Ignored unless preserveInclusions is set to false, that is, ignored unless the generated XML file contains transclusions.

If this attribute is specified with value true (default value), an attempt is made to remove duplicate ID errors resulting from the presence of transcluded contents. This is done by adding a unique automatically generated suffix to these “false” duplicate IDs.

saveCharsAsEntityRefs

If this attribute is specified with value true, the generated XML file contains references to character entities such as &eacute; (if needed to and if such entities are defined in the DTD of the document being edited).

Otherwise, the generated XML file contains character references such as &#233; (if needed to).

indent

If this attribute is specified with value true, the generated XML file is indented.

Otherwise, the generated XML file is not indented.

encodingSpecifies the encoding of the generated XML file.

1.2.2. Element extract

<extract
  xpath = Absolute XPath (subset)
  dataType = anyURI|hexBinary|base64Binary|XML
  toDir = Path
  baseName = File basename without an extension
  extension = File name extension
>
  <processingInstruction
    target = Name
    data = string
  /> |
  <attribute
    name = QName
    value = string
  /> |
  any element
</extract>

The extract element is designed to ease the writing of XSLT style sheets that need to transform XML documents where binary images (TIFF, PNG, etc) or XML images (typically SVG) are embedded.

In order to do this, the extract element copies the image data found in the element or the attribute specified by attribute xpath to a file created in the directory specified by attribute toDir.

The name of the image is automatically generated by extract. However, attributes baseName and extension may be used to parametrize to a certain extent the generation of the image file name.

Now the question is: how does the XSLT style sheet know about the ``extracted'' image files? The extract element offers three options:

  • Replace the element containing image data by the one specified as a child element of extract.

    If xpath selects an attribute instead of an element, the element containing the selected attribute is replaced.

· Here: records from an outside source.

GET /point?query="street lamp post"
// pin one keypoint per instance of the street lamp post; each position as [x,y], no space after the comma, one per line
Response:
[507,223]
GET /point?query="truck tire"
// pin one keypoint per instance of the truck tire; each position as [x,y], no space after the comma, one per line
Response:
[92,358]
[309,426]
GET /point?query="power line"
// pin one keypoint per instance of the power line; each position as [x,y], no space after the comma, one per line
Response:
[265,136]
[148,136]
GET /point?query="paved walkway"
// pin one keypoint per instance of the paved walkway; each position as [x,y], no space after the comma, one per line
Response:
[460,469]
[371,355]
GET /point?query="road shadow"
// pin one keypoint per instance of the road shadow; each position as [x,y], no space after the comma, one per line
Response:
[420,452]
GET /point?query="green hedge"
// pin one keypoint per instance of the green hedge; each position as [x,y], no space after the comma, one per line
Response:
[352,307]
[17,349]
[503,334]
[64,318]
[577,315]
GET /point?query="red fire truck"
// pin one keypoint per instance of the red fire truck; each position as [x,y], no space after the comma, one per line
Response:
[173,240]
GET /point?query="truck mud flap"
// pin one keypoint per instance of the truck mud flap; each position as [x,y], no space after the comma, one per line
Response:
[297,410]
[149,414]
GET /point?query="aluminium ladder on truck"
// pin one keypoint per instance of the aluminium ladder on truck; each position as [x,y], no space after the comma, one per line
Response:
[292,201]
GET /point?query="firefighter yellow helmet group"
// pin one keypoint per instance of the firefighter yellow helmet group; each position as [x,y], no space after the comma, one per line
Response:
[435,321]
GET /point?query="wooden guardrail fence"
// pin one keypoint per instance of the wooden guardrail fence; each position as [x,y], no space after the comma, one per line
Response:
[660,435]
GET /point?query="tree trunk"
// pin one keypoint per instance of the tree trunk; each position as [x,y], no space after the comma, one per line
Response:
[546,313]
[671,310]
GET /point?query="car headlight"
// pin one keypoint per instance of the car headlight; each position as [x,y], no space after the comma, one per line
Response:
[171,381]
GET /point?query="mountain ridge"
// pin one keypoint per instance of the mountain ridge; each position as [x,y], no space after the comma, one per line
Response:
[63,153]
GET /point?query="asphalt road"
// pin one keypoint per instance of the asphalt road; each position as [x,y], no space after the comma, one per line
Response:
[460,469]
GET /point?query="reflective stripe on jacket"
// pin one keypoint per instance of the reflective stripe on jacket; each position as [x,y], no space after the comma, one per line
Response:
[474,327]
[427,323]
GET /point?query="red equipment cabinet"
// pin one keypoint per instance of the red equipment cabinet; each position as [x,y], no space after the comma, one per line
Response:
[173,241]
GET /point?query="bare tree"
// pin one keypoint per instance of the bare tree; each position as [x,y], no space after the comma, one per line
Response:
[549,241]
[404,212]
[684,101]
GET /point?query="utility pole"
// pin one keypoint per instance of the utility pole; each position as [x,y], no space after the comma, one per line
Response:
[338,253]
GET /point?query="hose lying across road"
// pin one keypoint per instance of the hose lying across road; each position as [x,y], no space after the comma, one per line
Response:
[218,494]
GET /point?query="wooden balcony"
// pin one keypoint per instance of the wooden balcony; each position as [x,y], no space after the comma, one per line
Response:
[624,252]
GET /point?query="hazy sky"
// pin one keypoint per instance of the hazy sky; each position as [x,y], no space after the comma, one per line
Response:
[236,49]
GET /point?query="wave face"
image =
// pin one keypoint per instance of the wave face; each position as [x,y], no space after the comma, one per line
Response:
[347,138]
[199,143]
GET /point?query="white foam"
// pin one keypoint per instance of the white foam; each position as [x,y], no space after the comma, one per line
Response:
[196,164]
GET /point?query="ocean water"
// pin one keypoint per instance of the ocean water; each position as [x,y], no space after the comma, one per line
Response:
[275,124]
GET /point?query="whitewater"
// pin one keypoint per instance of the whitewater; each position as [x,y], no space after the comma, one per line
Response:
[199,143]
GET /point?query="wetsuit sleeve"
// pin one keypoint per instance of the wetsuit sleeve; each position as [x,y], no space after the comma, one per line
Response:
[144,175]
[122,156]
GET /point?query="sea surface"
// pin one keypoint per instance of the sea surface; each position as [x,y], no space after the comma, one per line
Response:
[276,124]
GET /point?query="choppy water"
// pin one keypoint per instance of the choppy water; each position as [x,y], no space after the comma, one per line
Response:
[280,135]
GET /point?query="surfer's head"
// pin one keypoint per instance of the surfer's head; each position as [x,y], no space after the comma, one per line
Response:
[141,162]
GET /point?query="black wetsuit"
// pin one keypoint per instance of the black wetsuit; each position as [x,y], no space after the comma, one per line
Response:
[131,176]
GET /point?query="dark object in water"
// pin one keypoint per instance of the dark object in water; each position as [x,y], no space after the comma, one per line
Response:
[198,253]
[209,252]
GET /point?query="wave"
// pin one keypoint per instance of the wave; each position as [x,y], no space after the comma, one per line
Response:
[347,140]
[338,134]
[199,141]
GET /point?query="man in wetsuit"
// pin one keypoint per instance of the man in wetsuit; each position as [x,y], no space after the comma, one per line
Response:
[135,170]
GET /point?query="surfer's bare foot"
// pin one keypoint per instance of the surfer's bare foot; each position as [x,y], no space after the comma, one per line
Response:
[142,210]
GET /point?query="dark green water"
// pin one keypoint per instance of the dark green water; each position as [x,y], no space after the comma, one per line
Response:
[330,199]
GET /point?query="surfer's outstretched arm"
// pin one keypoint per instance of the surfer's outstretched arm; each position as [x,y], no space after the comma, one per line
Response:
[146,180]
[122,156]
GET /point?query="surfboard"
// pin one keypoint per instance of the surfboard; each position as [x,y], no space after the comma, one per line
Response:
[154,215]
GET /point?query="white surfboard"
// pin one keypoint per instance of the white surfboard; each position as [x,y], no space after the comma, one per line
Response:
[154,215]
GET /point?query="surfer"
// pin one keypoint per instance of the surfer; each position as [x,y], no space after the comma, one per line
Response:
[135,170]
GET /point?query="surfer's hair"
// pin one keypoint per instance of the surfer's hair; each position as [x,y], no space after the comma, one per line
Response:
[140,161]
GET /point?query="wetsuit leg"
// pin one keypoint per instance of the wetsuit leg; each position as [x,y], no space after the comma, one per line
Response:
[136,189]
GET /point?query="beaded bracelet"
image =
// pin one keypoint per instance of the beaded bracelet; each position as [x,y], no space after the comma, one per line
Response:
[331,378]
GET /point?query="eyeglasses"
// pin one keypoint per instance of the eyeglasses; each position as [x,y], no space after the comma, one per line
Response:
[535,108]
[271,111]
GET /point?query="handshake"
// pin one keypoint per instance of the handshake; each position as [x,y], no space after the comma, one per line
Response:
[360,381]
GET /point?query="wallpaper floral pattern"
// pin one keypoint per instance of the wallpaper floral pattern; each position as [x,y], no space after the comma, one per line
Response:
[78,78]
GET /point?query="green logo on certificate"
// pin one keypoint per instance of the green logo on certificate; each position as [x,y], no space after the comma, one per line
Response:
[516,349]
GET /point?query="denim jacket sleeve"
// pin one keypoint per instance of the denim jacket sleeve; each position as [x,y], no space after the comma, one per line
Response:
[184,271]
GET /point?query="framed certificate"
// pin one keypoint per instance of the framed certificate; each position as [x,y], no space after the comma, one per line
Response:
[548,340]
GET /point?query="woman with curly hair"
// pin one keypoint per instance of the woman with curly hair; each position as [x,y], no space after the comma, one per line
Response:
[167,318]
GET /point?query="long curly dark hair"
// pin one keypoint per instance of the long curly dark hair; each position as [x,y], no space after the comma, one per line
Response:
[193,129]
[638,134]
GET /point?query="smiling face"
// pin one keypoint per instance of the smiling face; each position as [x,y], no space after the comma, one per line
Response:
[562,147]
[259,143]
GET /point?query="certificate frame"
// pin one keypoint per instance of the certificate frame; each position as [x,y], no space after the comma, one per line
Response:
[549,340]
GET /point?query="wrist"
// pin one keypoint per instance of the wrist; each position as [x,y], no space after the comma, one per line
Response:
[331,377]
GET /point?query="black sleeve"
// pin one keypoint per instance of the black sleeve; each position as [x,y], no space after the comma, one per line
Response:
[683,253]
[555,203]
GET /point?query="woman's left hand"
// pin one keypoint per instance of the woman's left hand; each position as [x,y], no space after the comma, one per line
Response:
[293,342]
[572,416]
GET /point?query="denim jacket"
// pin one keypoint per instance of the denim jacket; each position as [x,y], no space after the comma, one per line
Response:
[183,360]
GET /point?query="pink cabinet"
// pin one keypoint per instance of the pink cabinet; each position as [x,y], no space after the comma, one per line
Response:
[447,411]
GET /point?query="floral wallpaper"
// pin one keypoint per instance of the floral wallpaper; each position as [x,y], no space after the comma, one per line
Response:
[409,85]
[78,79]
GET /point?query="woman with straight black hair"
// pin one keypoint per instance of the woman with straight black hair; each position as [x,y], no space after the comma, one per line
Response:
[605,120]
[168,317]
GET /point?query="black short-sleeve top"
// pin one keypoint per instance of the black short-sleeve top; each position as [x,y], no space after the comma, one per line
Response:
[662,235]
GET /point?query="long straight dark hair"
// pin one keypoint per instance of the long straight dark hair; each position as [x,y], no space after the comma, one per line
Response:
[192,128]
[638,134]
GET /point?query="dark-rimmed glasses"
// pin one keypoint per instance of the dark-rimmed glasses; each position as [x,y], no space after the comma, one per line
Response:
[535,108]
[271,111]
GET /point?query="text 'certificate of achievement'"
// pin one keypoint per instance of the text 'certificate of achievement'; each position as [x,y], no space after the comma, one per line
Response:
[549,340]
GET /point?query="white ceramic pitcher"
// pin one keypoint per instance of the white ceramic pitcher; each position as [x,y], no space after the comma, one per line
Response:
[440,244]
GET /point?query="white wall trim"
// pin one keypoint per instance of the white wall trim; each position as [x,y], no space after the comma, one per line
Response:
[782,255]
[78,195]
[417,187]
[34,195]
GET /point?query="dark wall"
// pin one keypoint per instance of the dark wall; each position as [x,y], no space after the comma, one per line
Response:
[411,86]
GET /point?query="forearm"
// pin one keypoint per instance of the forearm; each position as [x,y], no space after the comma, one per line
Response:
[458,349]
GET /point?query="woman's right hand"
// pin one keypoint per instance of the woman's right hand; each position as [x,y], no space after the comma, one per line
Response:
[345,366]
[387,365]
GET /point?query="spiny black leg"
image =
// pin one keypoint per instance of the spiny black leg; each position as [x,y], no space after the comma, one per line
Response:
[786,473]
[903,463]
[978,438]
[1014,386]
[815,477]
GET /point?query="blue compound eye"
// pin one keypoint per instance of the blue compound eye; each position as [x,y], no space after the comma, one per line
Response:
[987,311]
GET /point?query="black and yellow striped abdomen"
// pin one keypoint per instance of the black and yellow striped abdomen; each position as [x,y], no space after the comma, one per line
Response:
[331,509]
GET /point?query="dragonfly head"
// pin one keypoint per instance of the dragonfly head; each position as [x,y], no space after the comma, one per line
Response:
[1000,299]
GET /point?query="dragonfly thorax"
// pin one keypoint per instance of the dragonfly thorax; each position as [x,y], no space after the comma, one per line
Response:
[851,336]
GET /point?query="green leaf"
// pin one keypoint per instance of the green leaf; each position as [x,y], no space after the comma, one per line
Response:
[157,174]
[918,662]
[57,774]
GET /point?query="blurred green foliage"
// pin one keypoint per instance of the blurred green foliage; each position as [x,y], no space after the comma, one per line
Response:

    DocBook example: replace embedded svg:svg (allowed in "-//OASIS//DTD DocBook SVG Module V1.0//EN") by much simpler imagedata:

    <cfg:extract xmlns="" xpath="//imageobject/svg:svg" toDir="raw">
      <imagedata fileref="resources/{$url.rootName}.png" />
    </cfg:extract>
  • OR, replace the element containing image data by the attribute which is specified using the attribute child element of extract. This attribute is added to the parent element of the element containing image data.

    If xpath selects an attribute instead of an element, the element containing the selected attribute is replaced.

    DocBook 5 example: replace embedded db5:imagedata/svg:svg by db5:imagedata/@fileref:

    <cfg:extract xmlns=""
                 xmlns:db5="http://docbook.org/ns/docbook"
                 xmlns:svg="http://www.w3.org/2000/svg"
                 xpath="//db5:imagedata/svg:svg" toDir="raw" >
      <cfg:attribute name="fileref" 
                     value="resources/{$url.rootName}.png" />
    </cfg:extract>
  • OR, more general approach, insert a processing instruction (which is specified using the processingInstruction child element of extract) at the beginning of the element from which data has been extracted.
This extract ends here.